See the city’s architecture and charming canals on a Hey Captain private boat tour, cruising past houseboats and historic landmarks, as well as the city’s major cultural institutions. Enjoy traditional open-face sandwiches (smørrebrød) for lunch at Meyers i Tårnet, located in Christiansborg Palace. Go to the top of the tower afterward and enjoy the views over the city.

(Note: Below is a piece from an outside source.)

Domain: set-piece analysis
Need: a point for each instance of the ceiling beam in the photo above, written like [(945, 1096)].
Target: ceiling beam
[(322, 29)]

Take a CPH Cooking Class to learn the art of making Danish sandwiches or pastries. End your day at Tivoli Gardens, a lush green wonderland of rides and entertainment where Walt Disney found inspiration for his theme parks. Nibble the seafood platter with Danish crab, whipped butter, and delicious scallops and oysters at one of the amusement park’s newest restaurants, Kilden i Haven.
Dragsholm Castle

Dragsholm Castle

Photo by Kim Wyon

Day 10Art and Architecture in the Copenhagen Area

Take an early train from Copenhagen’s central station to the Louisiana Museum of Modern Art, and its expansive sculpture gardens. Enjoy a view of the sea with exceptional art from the likes of Yayoi Kusama, David Hockney, and Yves Klein and visit the lunch restaurant—worth the trip in and of itself. Plus, the museum shop sells the highest quality interior design pieces, fashion, and art books.

After returning to the city, drive to Dragsholm Castle, just over an hour west. The more than 800-year-old castle is now a hotel overlooking the sea in Zealand, offering gourmet experiences, including wine tasting in its own vineyard and a Michelin-starred restaurant.

Spend the afternoon exploring and learning about the history (and ghosts), and consider borrowing a bicycle to pedal to the Odsherred UNESCO Global Geopark nearby. Dine in Dragsholm Slot Gourmet, the castle’s Michelin-starred restaurant, before retiring to your room. There you can look forward to a breakfast of local ingredients the following morning at Dragsholm Castle’s Madhus, a casual café in the former stable building, before you depart.